Last month, current and former workers of the car wash picketed to demand fulfillment of back wages. Cesar Jacobo, who had worked at the car wash for 12 years, said working conditions deteriorated after Nissani took control of the facility. Still, there was some improvement after he and other workers complained to management. However, he was fired after he complained about the working conditions. “They retaliated against me and others for speaking out,” Jacobo said through an interpreter, according to a media release. “I was fired last July without any reason, and until this day, they still haven’t given me a reason why they fired me.”

Ulysses Cuellar, who worked at the car wash for eight months in 2017, said the same thing happened to him. He joined the protest because he wanted Playa Vista Car Wash’s customers to know exactly who they are patronizing.

“People need to know that there are a lot of things that are going on that the public can’t see,” Cuellar said in a news release. He added that workers typically received few if any breaks and never received overtime pay. “When I brought it to the attention of management, the harassment started. Two weeks later, I was fired for supposedly mishandling a rubber vacuum hose.” Before arriving at the car wash, demonstrators began their picketing right across the street from Nissani’s 128,000-square-foot auto mall.

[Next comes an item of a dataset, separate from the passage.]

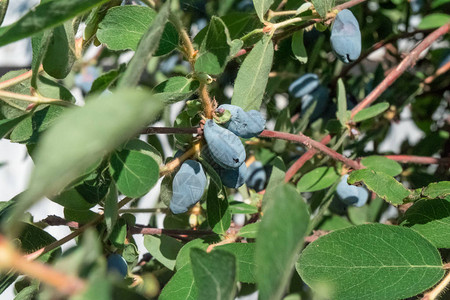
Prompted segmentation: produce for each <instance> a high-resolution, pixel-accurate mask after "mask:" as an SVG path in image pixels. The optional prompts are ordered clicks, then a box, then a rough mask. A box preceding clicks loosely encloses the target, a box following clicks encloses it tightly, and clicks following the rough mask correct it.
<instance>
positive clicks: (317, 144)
mask: <svg viewBox="0 0 450 300" xmlns="http://www.w3.org/2000/svg"><path fill="white" fill-rule="evenodd" d="M259 136H260V137H268V138H278V139H282V140H287V141H291V142H295V143H299V144H303V145H305V146H306V147H307V148H315V149H316V150H318V151H320V152H322V153H324V154H326V155H328V156H329V157H331V158H333V159H334V160H338V161H341V162H343V163H344V164H346V165H347V166H349V167H351V168H353V169H355V170H359V169H362V168H363V166H361V165H360V164H359V163H358V162H356V161H354V160H351V159H349V158H347V157H345V156H343V155H342V154H340V153H338V152H336V151H334V150H332V149H330V148H328V147H327V146H325V145H323V144H321V143H320V142H317V141H315V140H313V139H311V138H309V137H307V136H306V135H304V134H302V133H299V134H292V133H286V132H279V131H271V130H264V131H263V132H262V133H261V134H260V135H259Z"/></svg>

WorkersCompensation.com asked a spokesperson for the Department of Industrial Relations how long it usually takes for victims of wage theft to receive compensation. “It varies, depending on the circumstances and the employer’s willingness to comply with labor laws or pay the citations for labor law violations,” a public information officer said. “Employers have the right to appeal citations and wage assessments issued by the labor commissioner’s office. As in other civil or court proceedings, the time it takes to reach resolution can vary depending on the complexity of the case and whether there are continuances or other situations that delays the appeal process. In this particular case, Mr. Nissani exercised his right to appeal the citations issued. A hearing on the appeal was scheduled for October 2019. However, Mr. Nissani’s lawyer a few days before the hearing requested it be postponed, as his client had suffered an incapacitating injury. The administrative judge hearing the case had ordered Mr. Nissani’s lawyer to provide an update on his client’s status by February 7 close of business.”

When we asked if Nissani could go to jail if these ex-employees do not receive compensation the spokesperson noted “The labor commissioner’s office is not a prosecuting authority and does not pursue criminal charges as an independent agency – it would only do so by making a referral to a prosecuting authority. However, the labor commissioner’s office can file a judgment for unpaid citations and wage assessments to seek repayment of the monies owed plus interest once the amount has been determined through the appropriate legal process.”

The spokesperson also said “The labor commissioner’s office regularly negotiates payment plans with businesses that cannot afford to pay the full monies owed in one payment. However, it will take legal action against businesses that ignore or refuse to pay a final judgment, including using bank levies to recover unpaid wages and penalties, and can issue stop orders that prohibit the use of the employee labor if the business has unpaid wage theft judgments.”

This wage theft violation affects 64 workers.